Max L. Hutt: A Brief Biography

By Henry A. Buchtel, Ph.D.
Former Director of Psychology Training (2002-2016)
Department of Psychiatry
University of Michigan


October 1947

In the 1940s, Max Hutt was a clinical psychologist with the United States Army. Following World War II, he was considered to be one of the leading clinical psychologists in the nation and was hired by Don Marquis in 1946 to join the faculty in the Department of Psychology on central campus as a half-time Associate Professor. As such he was among the first - if not THE first - clinically trained faculty member teaching clinical psychology. Max Hutt was affiliated with the Department of Psychiatry and worked at the Neropsychiatric Institute in the 1950s. Both Jerry Hover, known to many of us as one of the VA psychologists, and who was in the first clinical psychology class in 1946, and our own Marvin Brandwin, who was in the second clinical psychology class, remember Max as an outstanding and charismatic teacher and a "master" of psychodynamic psychotherapy; he also believed he could diagnose many organic brain syndromes using the Bender-Gestalt and the Rorschach - in fact, he believed the Rorschach could do anything. He also had great faith in the ability of the Bender-Gestalt to diagnose brain damage and Max was also a consultant to the Department of Neurology during his affiliation with the medical school.
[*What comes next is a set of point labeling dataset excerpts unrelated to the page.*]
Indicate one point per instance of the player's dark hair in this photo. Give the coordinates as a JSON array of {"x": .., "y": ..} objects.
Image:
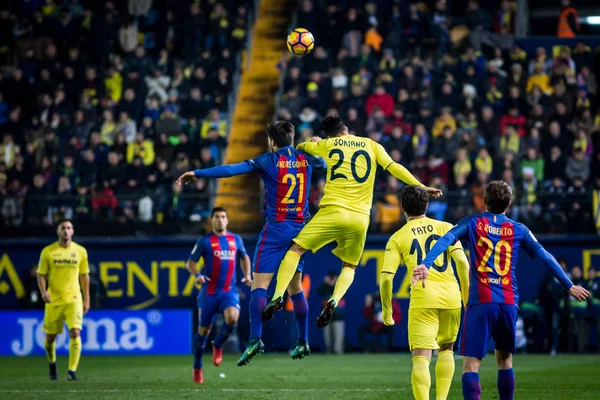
[
  {"x": 332, "y": 125},
  {"x": 282, "y": 133},
  {"x": 497, "y": 196},
  {"x": 62, "y": 221},
  {"x": 414, "y": 200},
  {"x": 216, "y": 210}
]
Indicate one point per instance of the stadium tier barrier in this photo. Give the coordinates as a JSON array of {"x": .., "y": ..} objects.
[{"x": 144, "y": 274}]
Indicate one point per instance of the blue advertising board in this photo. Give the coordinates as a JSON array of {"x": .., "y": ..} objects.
[
  {"x": 104, "y": 333},
  {"x": 150, "y": 273}
]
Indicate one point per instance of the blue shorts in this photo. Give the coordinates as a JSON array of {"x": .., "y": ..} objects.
[
  {"x": 487, "y": 321},
  {"x": 274, "y": 241},
  {"x": 211, "y": 304}
]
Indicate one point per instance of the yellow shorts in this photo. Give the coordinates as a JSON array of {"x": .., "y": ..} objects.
[
  {"x": 55, "y": 315},
  {"x": 430, "y": 327},
  {"x": 336, "y": 224}
]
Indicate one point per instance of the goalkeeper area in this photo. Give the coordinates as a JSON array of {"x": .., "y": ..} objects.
[{"x": 276, "y": 376}]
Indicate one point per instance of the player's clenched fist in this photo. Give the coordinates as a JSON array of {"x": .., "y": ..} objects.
[
  {"x": 186, "y": 178},
  {"x": 46, "y": 297},
  {"x": 388, "y": 319},
  {"x": 579, "y": 293}
]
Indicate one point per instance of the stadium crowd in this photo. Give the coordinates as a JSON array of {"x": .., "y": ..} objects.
[
  {"x": 104, "y": 103},
  {"x": 451, "y": 95}
]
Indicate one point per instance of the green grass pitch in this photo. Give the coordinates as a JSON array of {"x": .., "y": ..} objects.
[{"x": 276, "y": 376}]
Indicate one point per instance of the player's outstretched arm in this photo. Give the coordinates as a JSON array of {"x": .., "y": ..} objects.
[
  {"x": 462, "y": 269},
  {"x": 221, "y": 171},
  {"x": 536, "y": 250},
  {"x": 454, "y": 234},
  {"x": 391, "y": 262}
]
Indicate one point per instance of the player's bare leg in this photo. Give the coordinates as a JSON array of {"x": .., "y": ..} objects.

Jerry describes his teacher as physically small but a package of power - a "dynamite guy" in Jerry's words. Max left the University of Michigan in May of 1960 to take a position at the University of Detroit, but he clearly continued to have an affection for this department as manifested by his generous endowment for trainees in the Department of Psychiatry of the University of Michigan.